Back Story:

I didn’t realize it until this week, but Hobby Lobby kinda gives me the heebie-jeebies. (The heebie-leebies?) It’s not the aisles full of Pinteresty home decor that a certain breed of middle-class white women really seems to enjoy, although I can’t help feeling like I’m invading someone’s severely overdecorated house when I’m there. (I also just don’t like to decorate so the abundance of themed but purposeless knickknacks is both confusing and stressful.) It’s not the bizarre pricing model, common to many craft stores, where everything is *always* “on sale” so I can never use the damn 40% coupons printed in the Sunday comics. (More on coupons in a bit.) It’s not even the temptation of endless craft supplies because I have *ironclad willpower* and only ever buy what I’m going to use immediately.

No, it’s the same sense of unease I feel walking into megachurches, anything called a tabernacle or ministry center, and Chick-fil-a. What if I drop something and swear loudly? Or someone asks why my quiver isn’t fuller of children? What if I set off the IUD detector? Do you think they can smell my science degree and love of public radio? What if there’s a sword drill?!


Despite all these misgivings, I went to Hobby Lobby this week to get fiber-fil for a Christmas gift I’m making. My other options were hauling my offspring to the Joann’s across town, or putting a bunch more carbon into the atmosphere by having it shipped to me in a superfluous cardboard box. Since Hobby Lobby is right next to the nearest grocery store, I put on my modest evangelical panties (but not shoes on my child, apparently) and braved the holy crafting wilderness.

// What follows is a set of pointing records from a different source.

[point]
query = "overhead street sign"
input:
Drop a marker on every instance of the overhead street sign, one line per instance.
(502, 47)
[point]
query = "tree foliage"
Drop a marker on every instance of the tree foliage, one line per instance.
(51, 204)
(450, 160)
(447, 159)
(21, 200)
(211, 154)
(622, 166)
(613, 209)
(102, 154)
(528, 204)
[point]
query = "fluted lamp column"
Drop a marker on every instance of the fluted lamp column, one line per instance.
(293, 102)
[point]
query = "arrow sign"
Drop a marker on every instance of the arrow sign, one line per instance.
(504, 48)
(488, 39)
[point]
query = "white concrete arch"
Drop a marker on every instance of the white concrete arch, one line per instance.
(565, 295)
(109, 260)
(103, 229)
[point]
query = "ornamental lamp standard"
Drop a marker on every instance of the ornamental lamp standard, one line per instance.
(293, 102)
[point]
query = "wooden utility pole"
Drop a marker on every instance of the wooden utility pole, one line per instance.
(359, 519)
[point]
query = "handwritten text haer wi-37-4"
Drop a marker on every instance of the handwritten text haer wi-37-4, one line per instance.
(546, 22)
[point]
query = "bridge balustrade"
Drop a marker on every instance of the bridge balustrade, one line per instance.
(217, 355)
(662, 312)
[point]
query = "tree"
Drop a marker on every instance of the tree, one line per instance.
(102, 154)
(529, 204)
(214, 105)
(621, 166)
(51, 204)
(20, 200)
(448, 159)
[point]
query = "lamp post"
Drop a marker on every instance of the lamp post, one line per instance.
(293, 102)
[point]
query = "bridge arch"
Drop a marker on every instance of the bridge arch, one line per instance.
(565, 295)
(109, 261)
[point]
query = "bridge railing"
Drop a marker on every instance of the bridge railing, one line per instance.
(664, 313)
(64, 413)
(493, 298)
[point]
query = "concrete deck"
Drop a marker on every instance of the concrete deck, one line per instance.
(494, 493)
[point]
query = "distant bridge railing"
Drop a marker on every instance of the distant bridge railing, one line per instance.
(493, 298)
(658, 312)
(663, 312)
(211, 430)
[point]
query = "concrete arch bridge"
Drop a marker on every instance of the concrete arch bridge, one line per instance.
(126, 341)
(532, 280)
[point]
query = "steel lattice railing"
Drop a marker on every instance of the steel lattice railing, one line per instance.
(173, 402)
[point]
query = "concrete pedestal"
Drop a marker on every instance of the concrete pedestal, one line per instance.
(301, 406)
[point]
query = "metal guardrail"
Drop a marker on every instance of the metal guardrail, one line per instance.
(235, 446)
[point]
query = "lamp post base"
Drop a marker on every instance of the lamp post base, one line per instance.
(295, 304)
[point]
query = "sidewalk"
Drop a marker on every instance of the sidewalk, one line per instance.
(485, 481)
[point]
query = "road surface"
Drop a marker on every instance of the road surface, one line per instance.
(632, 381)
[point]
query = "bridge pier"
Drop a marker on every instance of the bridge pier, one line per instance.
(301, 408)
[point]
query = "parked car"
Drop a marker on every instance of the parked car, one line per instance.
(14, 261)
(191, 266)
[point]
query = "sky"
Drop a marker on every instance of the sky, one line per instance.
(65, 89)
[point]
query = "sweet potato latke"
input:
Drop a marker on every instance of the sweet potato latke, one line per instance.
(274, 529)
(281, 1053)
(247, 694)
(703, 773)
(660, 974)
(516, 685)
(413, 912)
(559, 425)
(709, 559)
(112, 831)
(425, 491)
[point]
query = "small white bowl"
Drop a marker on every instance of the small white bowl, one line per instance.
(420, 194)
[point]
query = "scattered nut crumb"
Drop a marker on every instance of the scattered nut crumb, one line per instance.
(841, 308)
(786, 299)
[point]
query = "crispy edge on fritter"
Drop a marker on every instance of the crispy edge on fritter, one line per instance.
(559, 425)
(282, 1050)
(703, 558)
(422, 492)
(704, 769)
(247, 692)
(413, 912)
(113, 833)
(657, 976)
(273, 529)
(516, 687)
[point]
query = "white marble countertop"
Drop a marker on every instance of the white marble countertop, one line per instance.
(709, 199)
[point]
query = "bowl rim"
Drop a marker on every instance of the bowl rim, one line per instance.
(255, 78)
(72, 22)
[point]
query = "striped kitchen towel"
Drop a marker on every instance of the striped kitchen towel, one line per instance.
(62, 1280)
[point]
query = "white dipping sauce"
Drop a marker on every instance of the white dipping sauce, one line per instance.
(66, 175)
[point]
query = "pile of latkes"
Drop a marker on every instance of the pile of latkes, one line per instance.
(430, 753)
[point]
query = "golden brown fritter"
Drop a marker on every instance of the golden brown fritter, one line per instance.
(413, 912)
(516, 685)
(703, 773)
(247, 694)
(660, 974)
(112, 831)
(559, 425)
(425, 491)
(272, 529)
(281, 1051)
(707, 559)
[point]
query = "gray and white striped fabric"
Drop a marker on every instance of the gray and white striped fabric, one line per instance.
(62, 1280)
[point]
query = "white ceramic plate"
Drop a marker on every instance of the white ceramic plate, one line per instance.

While waiting in the checkout line, I found myself surrounded by about half a dozen college students who looked suspiciously like frat boys. I was tempted to ask if they were lost, but I was too busy juggling a large box and my shoeless offspring. (And that’s why my quiver isn’t full, okay?) They were purchasing an odd variety of items that looked like costume pieces, which would have made sense except Halloween was three days ago. The best part was when one of them turned to the another and said, “Dude, just google, ‘Hobby Lobby coupon,’ and it’s like the first thing that comes up, man.”


While I was thankful for the hilariously improbable sight of a bunch of bros searching for Hobby Lobby coupons, my real moment of gratitude came when I was carting my large box of fiber-fil and shoeless offspring to the exit. (This is why my wallet and keys all have wristlet straps.) I got to the brazenly emblazoned “Automatic Door,” and stood there for a full thirty seconds waiting for it to open. I’ve tripped the IUD detector, I thought in despair. I’ll have to redecorate my way out of here.

Fortunately, a middle-aged Hispanic man heading toward the store saw my plight and rushed to open the door for me. (Was it non-traditional customer evangelism day or is there some large male crafting movement that I don’t know about?) Then he asked if I needed him to carry the box to my car, saying, “I remember what it’s like having little kids!” For one silly, irrational moment, I thought about saying, “No thanks, I’ve got it!” before a kick from my squirming, sockless child assured me that I really did not have “it.” I gratefully accepted his help, and we chatted a little about how toddlers and ten-year-olds really aren’t that different in the ninety seconds it took to reach my car. It was the nicest thing I can remember anyone doing for me for awhile.

I then promptly turned around and marched into the grocery store still without putting shoes on my offspring. Some things never change.